First maybe a few words about “Les Lilas”. This commune, just outside the Paris eastern border owes its name to the lilacs which used to grow on the hills here. We find the lilacs on the city emblem. The area used to be known for a number of “guinguettes” where people came for drinking, eating, dancing.
This creates also a link to an author, Paul de Kock (1793-1871), very popular during the 19th century and who owned land here and created an open area theatre, more or less on the land where the road roller art happening took place. Paul de Kock was pictured by the caricaturist André Gil (1840-1885), also known for the rabbit and the Montmartre cabaret “Lapin Agile” (see previous posts here and here). Paul de Kock’s bust can be found in the open area, garden, where later a beautiful village hall was created. (André Gils’ bust can be found in a little street, bearing his name, at Montmartre.)

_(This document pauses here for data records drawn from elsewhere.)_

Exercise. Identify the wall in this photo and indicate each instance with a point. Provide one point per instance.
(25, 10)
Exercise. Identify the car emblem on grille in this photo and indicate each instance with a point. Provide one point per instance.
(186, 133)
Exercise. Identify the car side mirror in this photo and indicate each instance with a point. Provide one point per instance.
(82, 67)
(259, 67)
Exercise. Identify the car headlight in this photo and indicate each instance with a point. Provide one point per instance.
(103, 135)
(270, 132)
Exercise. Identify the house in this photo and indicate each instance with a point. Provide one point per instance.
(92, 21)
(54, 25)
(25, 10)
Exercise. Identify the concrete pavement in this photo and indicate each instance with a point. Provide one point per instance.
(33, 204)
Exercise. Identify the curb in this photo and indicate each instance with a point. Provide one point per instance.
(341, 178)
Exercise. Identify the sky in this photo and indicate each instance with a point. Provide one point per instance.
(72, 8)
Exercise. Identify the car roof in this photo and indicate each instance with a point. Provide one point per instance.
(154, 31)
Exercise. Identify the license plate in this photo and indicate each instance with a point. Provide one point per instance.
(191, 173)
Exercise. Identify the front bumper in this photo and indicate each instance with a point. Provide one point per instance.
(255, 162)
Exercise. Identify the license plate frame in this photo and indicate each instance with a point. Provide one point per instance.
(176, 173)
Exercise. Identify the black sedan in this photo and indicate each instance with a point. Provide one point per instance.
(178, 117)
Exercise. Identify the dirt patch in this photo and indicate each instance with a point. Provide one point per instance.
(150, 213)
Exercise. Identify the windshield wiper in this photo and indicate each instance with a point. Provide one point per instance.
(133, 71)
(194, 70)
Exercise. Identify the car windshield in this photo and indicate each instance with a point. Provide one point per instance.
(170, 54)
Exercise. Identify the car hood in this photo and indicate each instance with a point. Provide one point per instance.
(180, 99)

The village hall from 1905 with some beautiful ceiling decoration has now been transformed to a theatre, “Théatre de Garde-Chasse”. The seats are retractable, meaning that the place is also used for exhibitions. This was the case the day I visited.
Reverting to the road roller: The event was referred to as “Rouleau de printemps” (spring roll). I believe that these pictures are self-explanatory.
The motive we can see is of the close-by telecommunication tower.
The tower is referred to as the “Tour des Lilas” and is situated on what used to be the “Fort de Romainville”, built around 1830 and during WWII transformed to a Nazi prison, where some 7500 resistants and hostages were interned before being deported.
This tower was also a leading theme for the art which was exposed at the “Theatre de Garde-Chasse”.
The art exhibition had also temporarily taken over the nearby covered market, normally a place to buy your food.